Some Democratic strategists are skeptical about the budget reconciliation route. Senator Joe Manchin III of West Virginia and Senator Kyrsten Sinema of Arizona, both Democrats, have balked at voting for a reconciliation bill that has no Republican support. Mr. Manchin, who represents a coal-rich state, is unlikely to support a plan designed to end demand for coal.
“I think it will be as challenging in reconciliation now as increasing the minimum wage was at the beginning of the year,” said Rich Gold, an energy and environment lobbyist and former senior E.P.A. adviser in the Clinton administration, speaking of Democrats’ failed attempt to use the reconciliation process to raise the minimum wage.
“Having been around this joint for a while, I don’t think there’s any way to do this that will be politically viable with the Democratic conference in the Senate, and there do not seem to be any Republican votes for it,” Mr.

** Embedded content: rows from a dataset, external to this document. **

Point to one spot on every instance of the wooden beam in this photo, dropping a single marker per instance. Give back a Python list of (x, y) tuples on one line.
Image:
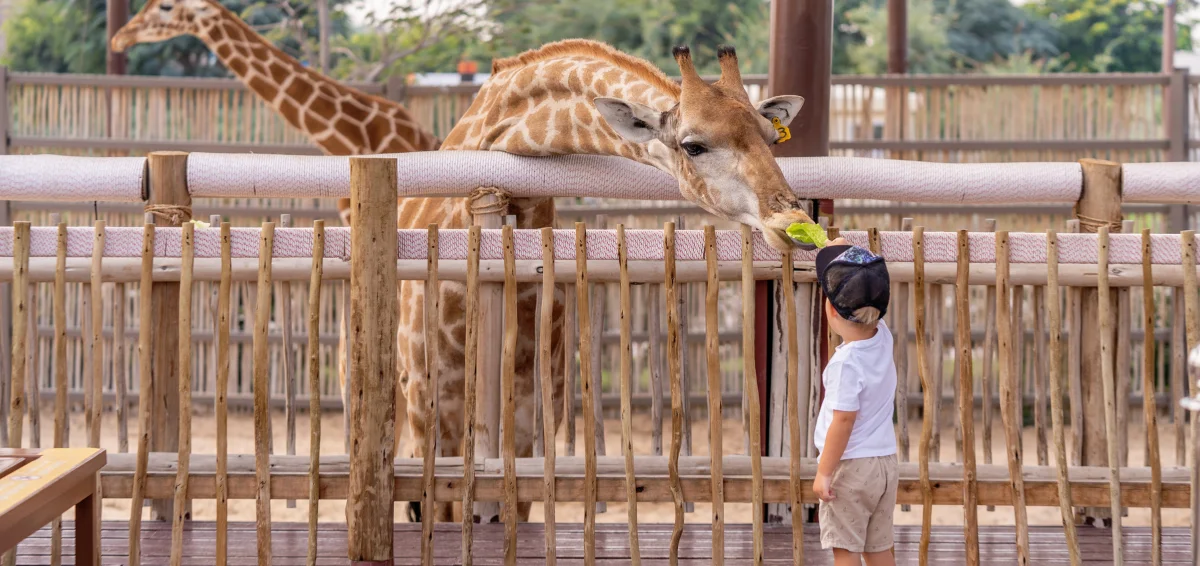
[(373, 321)]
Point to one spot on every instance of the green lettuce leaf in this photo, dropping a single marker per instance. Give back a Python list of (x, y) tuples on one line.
[(805, 233)]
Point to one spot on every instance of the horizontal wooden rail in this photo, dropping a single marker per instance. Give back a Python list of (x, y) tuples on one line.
[(289, 480), (127, 270)]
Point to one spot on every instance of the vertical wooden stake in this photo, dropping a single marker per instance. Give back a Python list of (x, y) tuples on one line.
[(145, 384), (262, 395), (675, 378), (60, 392), (1107, 375), (927, 423), (97, 337), (627, 393), (1008, 398), (1150, 411), (715, 413), (547, 392), (373, 321), (751, 390), (793, 396), (966, 398), (185, 390), (313, 354), (1054, 313), (589, 439), (222, 409), (432, 325), (469, 408), (508, 398)]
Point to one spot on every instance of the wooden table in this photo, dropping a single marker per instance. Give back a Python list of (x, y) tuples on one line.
[(37, 486)]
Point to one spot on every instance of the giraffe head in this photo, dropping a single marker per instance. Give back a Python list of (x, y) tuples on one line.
[(718, 146), (163, 19)]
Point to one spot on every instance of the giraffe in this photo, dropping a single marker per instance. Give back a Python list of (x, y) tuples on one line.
[(339, 119), (336, 118), (580, 96)]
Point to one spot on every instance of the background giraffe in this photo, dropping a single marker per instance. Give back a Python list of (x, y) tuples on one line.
[(585, 97)]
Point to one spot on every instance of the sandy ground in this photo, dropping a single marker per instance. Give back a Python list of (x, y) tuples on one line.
[(241, 441)]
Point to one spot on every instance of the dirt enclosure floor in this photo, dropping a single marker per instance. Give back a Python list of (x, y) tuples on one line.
[(241, 440)]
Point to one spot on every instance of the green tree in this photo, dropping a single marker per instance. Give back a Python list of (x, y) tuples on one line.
[(1110, 35)]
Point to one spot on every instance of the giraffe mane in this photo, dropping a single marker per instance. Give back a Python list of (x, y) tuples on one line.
[(594, 49)]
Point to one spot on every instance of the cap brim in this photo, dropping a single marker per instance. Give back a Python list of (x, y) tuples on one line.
[(826, 256)]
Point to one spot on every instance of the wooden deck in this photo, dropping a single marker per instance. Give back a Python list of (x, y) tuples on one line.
[(997, 545)]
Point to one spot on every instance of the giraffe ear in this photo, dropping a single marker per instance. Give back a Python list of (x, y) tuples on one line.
[(635, 122), (784, 107)]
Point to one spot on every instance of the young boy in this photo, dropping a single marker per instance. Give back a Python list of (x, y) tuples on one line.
[(856, 476)]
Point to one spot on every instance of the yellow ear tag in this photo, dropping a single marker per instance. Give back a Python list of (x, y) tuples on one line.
[(784, 132)]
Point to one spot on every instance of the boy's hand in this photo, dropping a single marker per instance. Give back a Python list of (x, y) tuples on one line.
[(822, 486)]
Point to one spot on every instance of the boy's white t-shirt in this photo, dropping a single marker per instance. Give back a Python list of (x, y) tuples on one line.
[(862, 377)]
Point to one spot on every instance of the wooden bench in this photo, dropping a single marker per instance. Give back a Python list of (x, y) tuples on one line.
[(37, 486)]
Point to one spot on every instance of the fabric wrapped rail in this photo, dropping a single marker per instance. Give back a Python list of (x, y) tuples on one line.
[(72, 179), (459, 173)]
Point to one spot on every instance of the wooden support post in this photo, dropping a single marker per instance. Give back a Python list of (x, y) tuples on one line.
[(1099, 204), (487, 385), (373, 321), (172, 205)]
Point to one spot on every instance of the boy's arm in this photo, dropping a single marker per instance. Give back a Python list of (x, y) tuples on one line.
[(831, 455)]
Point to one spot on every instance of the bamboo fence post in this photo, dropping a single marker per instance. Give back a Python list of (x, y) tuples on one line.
[(1054, 312), (373, 320), (715, 413), (120, 377), (793, 401), (262, 393), (1099, 205), (1008, 397), (673, 353), (966, 399), (508, 398), (1039, 385), (172, 205), (1150, 411), (19, 331), (185, 391), (145, 384), (927, 426), (989, 351), (487, 384), (1107, 375), (471, 373), (751, 389), (313, 354), (222, 404), (432, 325), (1192, 319), (1074, 363), (547, 395), (60, 387), (589, 455), (627, 385), (903, 367), (287, 360)]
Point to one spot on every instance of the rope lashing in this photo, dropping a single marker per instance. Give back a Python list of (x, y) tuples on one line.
[(499, 205), (171, 212)]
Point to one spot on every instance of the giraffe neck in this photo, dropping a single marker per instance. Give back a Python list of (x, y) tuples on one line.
[(545, 107), (339, 119)]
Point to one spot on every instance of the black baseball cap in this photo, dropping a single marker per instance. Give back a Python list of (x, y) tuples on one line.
[(853, 277)]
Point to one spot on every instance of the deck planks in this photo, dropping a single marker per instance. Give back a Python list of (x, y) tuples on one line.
[(289, 545)]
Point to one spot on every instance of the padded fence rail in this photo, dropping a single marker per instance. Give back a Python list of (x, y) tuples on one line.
[(72, 179), (457, 173)]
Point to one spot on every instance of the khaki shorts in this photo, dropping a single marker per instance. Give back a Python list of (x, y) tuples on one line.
[(859, 517)]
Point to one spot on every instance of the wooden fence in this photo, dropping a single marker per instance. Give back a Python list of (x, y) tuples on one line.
[(1091, 289)]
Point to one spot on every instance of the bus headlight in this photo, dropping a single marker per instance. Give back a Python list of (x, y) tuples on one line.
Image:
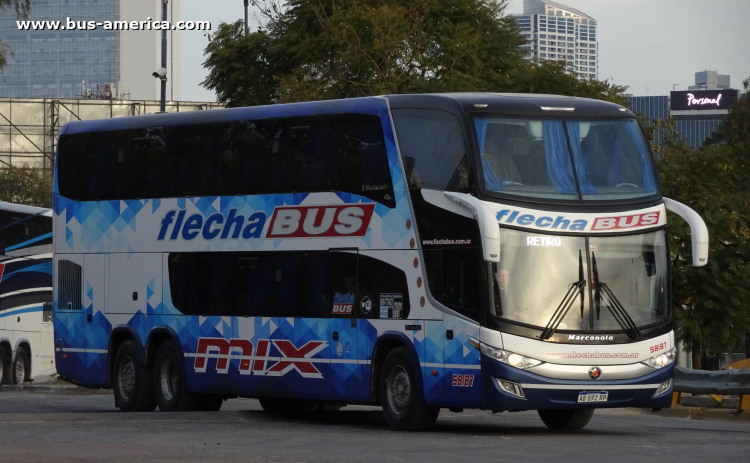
[(663, 387), (509, 358), (661, 360)]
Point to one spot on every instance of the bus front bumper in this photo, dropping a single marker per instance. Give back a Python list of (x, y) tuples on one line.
[(542, 393)]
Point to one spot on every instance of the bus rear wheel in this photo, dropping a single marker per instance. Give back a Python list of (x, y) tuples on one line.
[(566, 419), (401, 396), (170, 387), (132, 381), (21, 370)]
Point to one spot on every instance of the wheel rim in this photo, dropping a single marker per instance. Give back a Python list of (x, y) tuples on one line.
[(126, 378), (399, 390), (20, 370), (168, 379)]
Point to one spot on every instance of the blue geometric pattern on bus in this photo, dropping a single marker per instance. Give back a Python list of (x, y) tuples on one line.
[(118, 226), (132, 226)]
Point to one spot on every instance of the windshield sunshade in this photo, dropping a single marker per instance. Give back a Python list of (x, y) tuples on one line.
[(570, 283), (565, 159)]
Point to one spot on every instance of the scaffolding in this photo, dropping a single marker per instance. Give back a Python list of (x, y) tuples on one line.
[(29, 127)]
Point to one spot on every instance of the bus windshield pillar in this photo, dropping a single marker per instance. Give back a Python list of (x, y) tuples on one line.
[(488, 227)]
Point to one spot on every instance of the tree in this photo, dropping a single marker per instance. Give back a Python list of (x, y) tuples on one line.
[(551, 77), (711, 303), (325, 49), (22, 8), (25, 185), (735, 129)]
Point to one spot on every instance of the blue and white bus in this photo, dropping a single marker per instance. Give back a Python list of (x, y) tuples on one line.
[(417, 252), (26, 332)]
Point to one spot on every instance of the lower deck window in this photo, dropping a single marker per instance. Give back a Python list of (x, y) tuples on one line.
[(313, 284)]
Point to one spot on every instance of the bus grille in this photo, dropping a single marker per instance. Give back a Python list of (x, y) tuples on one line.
[(68, 285)]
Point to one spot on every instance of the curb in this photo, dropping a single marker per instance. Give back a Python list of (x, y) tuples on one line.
[(58, 390), (699, 413)]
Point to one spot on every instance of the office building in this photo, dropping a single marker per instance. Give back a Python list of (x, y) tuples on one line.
[(696, 112), (557, 32), (89, 63), (710, 80)]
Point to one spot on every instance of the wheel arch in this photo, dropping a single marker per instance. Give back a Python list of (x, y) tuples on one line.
[(156, 337), (383, 346)]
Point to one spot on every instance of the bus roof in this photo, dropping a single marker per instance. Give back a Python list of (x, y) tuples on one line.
[(23, 209), (518, 104)]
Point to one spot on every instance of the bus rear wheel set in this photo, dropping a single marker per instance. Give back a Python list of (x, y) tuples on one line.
[(142, 388), (16, 372)]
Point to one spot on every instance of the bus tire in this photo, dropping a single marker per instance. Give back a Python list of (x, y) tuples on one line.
[(169, 386), (2, 366), (210, 402), (401, 396), (566, 419), (21, 370), (132, 381)]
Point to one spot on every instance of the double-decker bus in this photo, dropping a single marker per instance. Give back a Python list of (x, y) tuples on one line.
[(26, 332), (417, 252)]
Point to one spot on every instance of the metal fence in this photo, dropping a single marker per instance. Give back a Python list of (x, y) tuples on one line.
[(29, 127)]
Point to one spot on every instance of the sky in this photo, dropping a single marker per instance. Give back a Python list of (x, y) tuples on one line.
[(647, 45)]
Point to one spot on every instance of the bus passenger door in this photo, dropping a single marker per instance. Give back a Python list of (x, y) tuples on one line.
[(97, 328), (70, 317), (342, 338)]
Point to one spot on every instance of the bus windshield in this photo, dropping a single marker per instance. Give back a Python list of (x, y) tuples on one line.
[(568, 159), (536, 272)]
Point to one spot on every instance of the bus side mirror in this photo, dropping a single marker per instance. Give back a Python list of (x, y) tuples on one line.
[(698, 230), (489, 230)]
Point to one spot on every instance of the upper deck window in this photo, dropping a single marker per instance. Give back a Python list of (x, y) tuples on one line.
[(565, 159), (345, 153), (433, 150)]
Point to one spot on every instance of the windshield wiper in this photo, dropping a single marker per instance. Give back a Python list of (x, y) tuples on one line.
[(575, 289), (601, 290)]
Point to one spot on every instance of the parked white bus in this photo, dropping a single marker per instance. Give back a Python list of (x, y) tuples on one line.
[(417, 252), (26, 331)]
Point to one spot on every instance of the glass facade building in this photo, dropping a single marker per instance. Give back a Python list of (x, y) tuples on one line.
[(55, 63), (694, 127), (557, 32)]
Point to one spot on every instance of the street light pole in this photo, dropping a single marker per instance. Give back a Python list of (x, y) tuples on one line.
[(247, 28), (163, 106)]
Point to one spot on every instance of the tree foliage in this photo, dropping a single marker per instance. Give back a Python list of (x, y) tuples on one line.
[(25, 185), (735, 129), (326, 49), (21, 8), (711, 303)]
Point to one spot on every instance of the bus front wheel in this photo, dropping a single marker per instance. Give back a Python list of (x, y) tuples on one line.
[(566, 419), (170, 387), (21, 370), (401, 396), (132, 381)]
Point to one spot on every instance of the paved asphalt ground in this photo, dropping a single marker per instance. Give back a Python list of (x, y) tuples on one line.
[(60, 428)]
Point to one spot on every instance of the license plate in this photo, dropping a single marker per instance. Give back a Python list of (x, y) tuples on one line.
[(589, 396)]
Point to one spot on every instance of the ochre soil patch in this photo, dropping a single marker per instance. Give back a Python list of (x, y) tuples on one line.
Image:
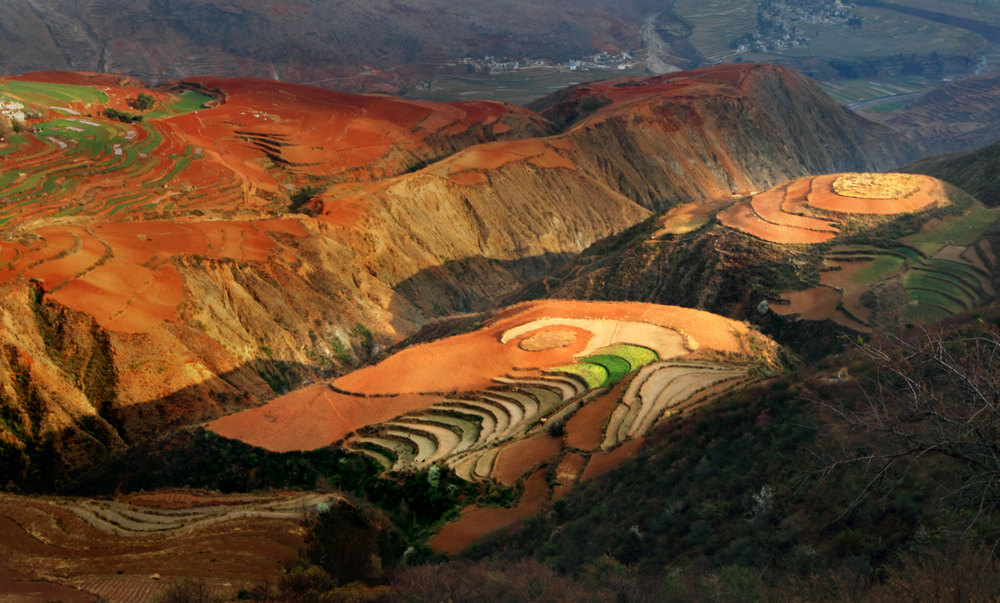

Gold said.
Senator Lisa Murkowski of Alaska, one of the Republicans who worked on the bipartisan infrastructure deal, said she had considered the president’s request for a requirement that utilities gradually reduce their use of fossil fuels. “But I guess I’ve looked at it and I said ‘All right, is this really the place that you’re going to be focusing?’ I would rather not have it be that mandated standard,” she said.
Should Democrats fail to enact the clean electricity standard using this year’s one-shot chance at the budget reconciliation procedure, it is almost impossible to see how it could pass later. Senate procedures typically require 60 votes to pass legislation. Democrats could lose their thin Senate majority in next year’s midterm elections, effectively ending the road for Mr. Biden’s legislative agenda.
Absent a clean electricity standard, Mr. Biden could still use regulations governing utilities and tailpipe emissions to try to tamp down emissions. In addition, the reconciliation bill could enact billions of dollars in new tax credits over the course of a decade to further bring down the costs of wind, solar and other clean energy technologies as well as rebates to spur the purchase of electric vehicles.
“That package would set the country on the right path,” said Christy Goldfuss, senior vice president for energy and environment policy at the Center for American Progress, a liberal think tank.